La parábola del mendigo Lázaro y el rico Lázaro es de esas que a veces nos pueden incomodar. Y lo hacen porque el Señor la basa en una convicción: existe el infierno. Y esto, en ocasiones, nos inquieta. Pero, pegados al Señor, no deberíamos tenerle demasiado miedo, más allá del Santo Temor.

Sabemos que la muerte es un tiempo abierto a la aceptación o rechazo de la gracia divina manifestada en Cristo. Como dijo san Juan de la Cruz, «a la tarde te examinarán en el amor». Y, tras ese examen, esperamos el Cielo, pero el Cielo no es algo que tengamos ya ganado, no es un derecho, sino un don que implorar y merecer. Y, si no lo hacemos, aparecerá en el horizonte el infierno, del cual Jesús habla hoy y que no es un invento de la Iglesia para meter miedo, como dicen algunos, sino algo revelado por Dios.

Si Dios es amor y el cielo es una vida junto a Él, si el Cielo es la plena satisfacción de los deseos, el amor colmado, la alegría certera y plena, esa que no se pasa y que, misteriosamente, se posee, el infierno es justo lo contrario. Es un lugar donde hay una total carencia de amor, incluso por uno mismo.

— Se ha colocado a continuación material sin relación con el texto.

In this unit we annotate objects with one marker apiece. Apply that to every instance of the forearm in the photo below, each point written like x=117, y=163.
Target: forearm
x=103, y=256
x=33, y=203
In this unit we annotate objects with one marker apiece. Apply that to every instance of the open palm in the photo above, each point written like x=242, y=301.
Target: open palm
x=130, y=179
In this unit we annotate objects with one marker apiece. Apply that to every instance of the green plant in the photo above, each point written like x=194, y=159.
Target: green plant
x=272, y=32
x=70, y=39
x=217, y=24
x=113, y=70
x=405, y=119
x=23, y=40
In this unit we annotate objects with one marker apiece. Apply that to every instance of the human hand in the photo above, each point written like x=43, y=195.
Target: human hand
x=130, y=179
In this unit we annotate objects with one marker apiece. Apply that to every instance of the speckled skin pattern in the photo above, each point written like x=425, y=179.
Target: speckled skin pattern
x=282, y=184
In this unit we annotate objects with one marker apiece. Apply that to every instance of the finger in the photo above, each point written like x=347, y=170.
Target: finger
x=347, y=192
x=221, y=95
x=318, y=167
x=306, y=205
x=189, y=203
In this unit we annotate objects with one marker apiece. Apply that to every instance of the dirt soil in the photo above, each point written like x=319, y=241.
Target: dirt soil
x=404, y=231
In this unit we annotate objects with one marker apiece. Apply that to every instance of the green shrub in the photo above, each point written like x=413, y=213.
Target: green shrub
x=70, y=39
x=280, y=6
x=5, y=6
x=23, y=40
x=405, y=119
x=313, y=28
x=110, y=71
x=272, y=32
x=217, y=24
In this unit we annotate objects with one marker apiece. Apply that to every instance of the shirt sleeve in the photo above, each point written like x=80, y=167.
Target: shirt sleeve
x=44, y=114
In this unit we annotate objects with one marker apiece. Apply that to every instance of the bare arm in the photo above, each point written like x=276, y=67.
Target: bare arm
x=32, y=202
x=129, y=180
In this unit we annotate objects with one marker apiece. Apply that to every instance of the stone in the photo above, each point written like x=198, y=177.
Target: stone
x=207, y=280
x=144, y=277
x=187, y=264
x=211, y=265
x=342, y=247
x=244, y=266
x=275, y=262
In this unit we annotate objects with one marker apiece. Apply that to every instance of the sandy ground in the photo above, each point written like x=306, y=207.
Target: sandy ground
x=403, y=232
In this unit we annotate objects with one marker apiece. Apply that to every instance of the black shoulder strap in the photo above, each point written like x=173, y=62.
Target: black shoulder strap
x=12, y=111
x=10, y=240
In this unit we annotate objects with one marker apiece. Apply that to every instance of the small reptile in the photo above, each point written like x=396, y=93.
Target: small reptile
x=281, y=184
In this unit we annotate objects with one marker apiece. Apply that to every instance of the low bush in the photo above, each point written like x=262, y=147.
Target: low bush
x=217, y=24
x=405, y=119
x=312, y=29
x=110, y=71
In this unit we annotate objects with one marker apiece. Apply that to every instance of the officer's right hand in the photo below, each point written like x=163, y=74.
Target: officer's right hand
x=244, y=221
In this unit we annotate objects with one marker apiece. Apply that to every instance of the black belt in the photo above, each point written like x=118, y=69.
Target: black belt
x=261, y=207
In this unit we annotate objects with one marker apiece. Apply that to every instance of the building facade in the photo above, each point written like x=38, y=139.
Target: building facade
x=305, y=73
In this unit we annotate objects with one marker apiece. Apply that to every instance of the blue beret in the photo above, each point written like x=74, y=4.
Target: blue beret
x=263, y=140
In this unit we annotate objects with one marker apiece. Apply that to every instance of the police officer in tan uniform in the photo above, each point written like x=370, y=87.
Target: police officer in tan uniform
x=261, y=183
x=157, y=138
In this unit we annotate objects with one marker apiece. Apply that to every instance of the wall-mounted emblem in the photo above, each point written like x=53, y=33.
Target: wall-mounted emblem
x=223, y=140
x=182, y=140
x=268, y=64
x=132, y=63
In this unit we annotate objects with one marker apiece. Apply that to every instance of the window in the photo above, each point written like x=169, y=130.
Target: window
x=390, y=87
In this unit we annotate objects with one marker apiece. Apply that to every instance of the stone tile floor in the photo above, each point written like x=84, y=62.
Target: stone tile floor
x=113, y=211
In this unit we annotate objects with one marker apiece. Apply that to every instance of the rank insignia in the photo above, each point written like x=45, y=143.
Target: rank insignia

La enseñanza de la Iglesia afirma la existencia del infierno y su eternidad. Las almas de los que mueren en estado de pecado mortal descienden a los infiernos, como el rico de la parábola, inmediatamente después de la muerte y allí sufren las penas del infierno, «el fuego eterno». La pena principal del infierno consiste en la separación eterna de Dios, en quien únicamente puede tener el hombre la vida y la felicidad para las que ha sido creado y a las que aspira. Y hay que afirmar una cosa importante: Dios no predestina a nadie a ir al infierno; para que eso suceda es necesaria una aversión voluntaria a Dios (un pecado mortal), y persistir en él hasta el final.

Afortunadamente, y esta es nuestra esperanza, Dios siempre busca hacerse presente a la criatura para darnos su amor. Como decía Santa Teresa, entre el puente y el río anda Dios. Muchas veces podemos tener la tentación de pensar que no merecemos a Dios… pero, afortunadamente, hemos de saber que no se trata de lo que yo merezca o no, sino de lo que su divina bondad me quiera regalar, Y como quiere regalarse por entero, pues yo lo intento aceptar aunque me salga esa expresión preciosa del centurión: no soy digno de que entres en mi casa.

De todas maneras, del mismo modo que decimos que el Reino de Dios ya está entre nosotros, en cierto sentido, debemos afirmar que el infierno se hace presente también. No caigamos en el error de pensar que es algo que no nos incumbe en el hoy de nuestra vida. Si es el vivir en una total ausencia de amor, allí donde hay soledad, y odio, donde hay rencor no superado, donde hay vacío existencial, donde hay un ego enfermizo, narcisismo… ahí hay prefiguraciones del infierno.

A nosotros, como Iglesia, nos toca remar en dirección al Cielo y, por tanto, llenar de amor esos lugares donde el bien, la verdad y la belleza desaparecen. Es decir, donde a Dios se le deja si lugar. Luchemos por nuestra salvación y por la de los hermanos sin más demora.